Hi all! I have 4 pairs of matched tumor/normal exome sequencing experiments. These are from 4 patients with the same type of tumor. I want to detect tumor-specific somatic mutations.
Looking at the documentation of SomaticSniper, VarScan, GATK somaticIndelDetector and other tools, it seems they all can only process one pair (one patient) at a time. I was just thinking if there is some tool capable of performing multi-sample analysis - utilizing the information from all the patients and reporting tumor-specific variants. I can always process these 4 pairs separately and then compare the results myself, but if some tool could use its statistic model to process multiple samples directly, I would like to try it. Do you have any suggestions? Thanks.

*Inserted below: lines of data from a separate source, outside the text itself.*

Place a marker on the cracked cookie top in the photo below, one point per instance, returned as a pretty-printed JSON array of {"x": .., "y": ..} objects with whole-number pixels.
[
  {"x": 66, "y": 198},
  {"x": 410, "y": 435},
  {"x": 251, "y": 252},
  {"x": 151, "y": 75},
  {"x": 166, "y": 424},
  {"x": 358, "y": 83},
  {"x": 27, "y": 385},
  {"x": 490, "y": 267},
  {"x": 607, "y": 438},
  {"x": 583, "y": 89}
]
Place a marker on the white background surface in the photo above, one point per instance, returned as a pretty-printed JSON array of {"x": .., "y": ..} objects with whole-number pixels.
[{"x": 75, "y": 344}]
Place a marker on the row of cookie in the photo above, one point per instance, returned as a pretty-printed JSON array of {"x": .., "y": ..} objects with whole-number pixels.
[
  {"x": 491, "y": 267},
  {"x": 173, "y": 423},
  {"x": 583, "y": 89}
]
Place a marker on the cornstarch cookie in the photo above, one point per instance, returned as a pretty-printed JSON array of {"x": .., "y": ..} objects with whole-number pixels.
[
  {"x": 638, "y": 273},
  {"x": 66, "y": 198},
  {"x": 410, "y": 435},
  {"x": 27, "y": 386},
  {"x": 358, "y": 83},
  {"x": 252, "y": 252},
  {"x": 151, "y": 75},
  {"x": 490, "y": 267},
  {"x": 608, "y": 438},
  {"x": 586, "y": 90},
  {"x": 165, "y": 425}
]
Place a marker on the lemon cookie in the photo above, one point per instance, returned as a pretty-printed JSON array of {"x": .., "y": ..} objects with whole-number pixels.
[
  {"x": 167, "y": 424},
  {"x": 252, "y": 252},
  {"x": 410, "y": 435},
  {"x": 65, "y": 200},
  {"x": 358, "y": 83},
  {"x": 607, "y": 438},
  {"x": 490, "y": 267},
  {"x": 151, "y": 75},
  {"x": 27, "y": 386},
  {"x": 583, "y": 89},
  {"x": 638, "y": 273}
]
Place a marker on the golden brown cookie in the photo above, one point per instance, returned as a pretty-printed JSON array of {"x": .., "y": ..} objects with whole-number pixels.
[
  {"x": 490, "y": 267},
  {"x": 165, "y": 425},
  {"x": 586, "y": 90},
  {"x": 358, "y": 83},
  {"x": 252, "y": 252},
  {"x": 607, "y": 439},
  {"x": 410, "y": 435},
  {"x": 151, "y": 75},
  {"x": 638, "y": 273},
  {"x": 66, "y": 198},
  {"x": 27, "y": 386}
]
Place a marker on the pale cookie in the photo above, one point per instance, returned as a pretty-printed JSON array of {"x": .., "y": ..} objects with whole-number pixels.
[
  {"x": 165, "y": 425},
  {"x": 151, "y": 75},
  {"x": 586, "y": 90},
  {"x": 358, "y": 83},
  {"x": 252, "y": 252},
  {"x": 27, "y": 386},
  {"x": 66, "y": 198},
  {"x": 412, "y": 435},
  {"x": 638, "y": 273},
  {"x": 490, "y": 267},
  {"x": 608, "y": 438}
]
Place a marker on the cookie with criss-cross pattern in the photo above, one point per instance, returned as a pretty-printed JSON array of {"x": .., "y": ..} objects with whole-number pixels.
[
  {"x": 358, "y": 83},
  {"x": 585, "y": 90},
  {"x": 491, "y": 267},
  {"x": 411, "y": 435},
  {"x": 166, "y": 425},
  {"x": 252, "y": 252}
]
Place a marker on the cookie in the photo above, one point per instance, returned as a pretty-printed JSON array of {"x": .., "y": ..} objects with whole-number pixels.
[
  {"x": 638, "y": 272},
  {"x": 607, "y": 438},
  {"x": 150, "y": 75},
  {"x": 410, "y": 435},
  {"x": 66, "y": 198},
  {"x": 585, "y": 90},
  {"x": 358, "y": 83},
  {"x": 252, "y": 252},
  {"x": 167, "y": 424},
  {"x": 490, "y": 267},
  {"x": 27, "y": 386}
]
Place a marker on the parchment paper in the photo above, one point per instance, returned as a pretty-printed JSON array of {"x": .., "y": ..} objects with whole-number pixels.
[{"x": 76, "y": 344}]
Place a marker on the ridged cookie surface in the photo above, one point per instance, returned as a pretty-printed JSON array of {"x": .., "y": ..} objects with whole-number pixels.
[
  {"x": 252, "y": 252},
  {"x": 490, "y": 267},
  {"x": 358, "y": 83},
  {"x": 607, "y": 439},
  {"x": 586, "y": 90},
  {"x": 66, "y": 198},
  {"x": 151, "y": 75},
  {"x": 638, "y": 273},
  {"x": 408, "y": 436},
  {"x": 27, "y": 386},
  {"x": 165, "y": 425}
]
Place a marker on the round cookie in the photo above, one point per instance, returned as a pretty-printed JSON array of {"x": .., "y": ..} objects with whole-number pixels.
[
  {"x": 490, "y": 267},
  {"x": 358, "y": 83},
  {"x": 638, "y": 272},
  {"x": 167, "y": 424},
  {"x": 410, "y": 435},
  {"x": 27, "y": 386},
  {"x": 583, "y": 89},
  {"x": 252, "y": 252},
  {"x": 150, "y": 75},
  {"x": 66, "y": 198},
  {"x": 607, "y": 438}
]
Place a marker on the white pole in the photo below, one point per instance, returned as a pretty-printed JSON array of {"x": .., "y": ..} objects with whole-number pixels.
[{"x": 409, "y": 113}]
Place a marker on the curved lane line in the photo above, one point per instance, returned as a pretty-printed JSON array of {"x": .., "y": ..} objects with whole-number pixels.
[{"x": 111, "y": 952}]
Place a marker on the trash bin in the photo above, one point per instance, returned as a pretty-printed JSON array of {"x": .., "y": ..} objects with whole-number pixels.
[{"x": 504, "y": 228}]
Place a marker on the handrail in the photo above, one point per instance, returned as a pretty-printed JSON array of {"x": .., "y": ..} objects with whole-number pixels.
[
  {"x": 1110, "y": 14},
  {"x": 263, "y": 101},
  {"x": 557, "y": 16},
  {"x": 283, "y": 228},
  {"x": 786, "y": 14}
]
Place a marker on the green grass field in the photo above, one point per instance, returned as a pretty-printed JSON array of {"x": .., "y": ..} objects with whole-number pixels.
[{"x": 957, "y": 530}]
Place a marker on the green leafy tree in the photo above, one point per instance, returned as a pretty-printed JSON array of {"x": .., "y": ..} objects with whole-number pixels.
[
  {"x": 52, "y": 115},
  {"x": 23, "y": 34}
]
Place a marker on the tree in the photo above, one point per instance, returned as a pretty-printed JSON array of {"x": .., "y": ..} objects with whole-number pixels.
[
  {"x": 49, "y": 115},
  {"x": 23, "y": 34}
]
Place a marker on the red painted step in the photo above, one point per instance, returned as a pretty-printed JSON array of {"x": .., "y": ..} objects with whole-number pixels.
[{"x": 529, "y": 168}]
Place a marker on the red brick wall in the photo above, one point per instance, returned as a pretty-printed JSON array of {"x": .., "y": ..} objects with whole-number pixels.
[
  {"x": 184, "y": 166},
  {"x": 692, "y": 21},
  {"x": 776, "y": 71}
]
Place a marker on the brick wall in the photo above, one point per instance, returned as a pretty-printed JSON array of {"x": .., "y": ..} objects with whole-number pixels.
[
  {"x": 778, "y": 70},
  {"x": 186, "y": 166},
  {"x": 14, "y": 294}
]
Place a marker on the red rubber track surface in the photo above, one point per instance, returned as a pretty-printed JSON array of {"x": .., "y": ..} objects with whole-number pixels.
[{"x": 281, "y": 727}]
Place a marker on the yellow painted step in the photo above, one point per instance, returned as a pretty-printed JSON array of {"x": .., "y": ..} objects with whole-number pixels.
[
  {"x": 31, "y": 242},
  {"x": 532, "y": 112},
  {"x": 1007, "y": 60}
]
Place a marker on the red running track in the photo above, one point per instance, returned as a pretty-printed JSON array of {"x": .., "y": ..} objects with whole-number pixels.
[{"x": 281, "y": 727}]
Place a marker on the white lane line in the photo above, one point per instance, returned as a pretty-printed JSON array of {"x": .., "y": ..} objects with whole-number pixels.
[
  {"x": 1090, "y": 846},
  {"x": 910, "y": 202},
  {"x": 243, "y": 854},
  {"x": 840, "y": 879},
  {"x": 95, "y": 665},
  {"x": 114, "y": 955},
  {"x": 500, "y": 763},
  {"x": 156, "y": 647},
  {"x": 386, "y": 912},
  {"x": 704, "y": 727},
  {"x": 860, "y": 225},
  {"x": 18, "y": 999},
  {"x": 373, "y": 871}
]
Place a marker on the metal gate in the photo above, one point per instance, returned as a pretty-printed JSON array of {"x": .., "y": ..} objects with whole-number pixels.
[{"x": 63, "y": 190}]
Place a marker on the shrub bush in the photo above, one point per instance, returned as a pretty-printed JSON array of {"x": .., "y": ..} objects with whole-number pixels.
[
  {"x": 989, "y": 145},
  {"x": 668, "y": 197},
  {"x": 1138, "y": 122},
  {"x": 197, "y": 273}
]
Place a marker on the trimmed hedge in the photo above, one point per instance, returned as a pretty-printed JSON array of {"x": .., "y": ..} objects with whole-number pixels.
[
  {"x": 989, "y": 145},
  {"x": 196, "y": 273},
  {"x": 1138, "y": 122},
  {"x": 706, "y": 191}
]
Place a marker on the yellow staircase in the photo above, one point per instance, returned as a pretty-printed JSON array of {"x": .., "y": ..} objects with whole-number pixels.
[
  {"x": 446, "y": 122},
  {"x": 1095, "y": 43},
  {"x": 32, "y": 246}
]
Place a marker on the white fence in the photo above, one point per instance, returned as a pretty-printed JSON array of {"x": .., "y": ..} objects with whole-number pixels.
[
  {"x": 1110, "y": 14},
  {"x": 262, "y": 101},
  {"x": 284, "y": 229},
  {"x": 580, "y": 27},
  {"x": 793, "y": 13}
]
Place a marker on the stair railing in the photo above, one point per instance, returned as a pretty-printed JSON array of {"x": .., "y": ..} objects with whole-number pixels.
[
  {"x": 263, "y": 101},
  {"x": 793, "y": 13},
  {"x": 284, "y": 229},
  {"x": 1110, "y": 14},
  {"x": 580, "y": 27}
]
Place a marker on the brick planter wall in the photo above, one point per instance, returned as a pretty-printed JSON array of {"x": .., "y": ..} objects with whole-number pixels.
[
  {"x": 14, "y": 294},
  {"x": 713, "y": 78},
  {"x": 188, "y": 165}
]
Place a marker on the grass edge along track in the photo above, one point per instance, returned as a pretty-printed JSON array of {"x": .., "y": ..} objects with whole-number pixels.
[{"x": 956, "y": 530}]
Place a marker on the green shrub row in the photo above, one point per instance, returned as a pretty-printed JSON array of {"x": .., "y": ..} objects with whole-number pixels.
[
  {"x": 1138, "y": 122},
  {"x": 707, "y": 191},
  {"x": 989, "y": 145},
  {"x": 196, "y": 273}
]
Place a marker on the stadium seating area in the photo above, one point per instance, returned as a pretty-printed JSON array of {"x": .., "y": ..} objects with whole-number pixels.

What gains do you think will come from analyzing multiple samples concurrently? Though there are hotspots in a few driver genes, most cancer samples have a very unique somatic mutation profile.
I think there could be some value in eliminating false-positive calls by looking at their presence in unpaired normals. But not sure how much better an integrated analysis would be compared to a post-calling heuristic filter.
This is true, but to really get a reliable feel for false-positive sites from the normals, I'd want way more than 4 samples.
Exactly, false-positives are the reason. And, well, yes, I would also like to have way more samples...
Yes, definitely value in this. Probably best to stick to downstream tools. You might also want to think about maintaining some sort of "Master" VCF with data about all samples you collect as, for instance, a merged VCF. You can then use tabix and other tools to quickly see the number of times specific mutations were seen in your normal samples for instance and apply that data to downstream heuristics and filters as appropriate.
Consider leveraging publicly available data from TCGA, or even 1000 genomes if you're just looking at the normals anyway.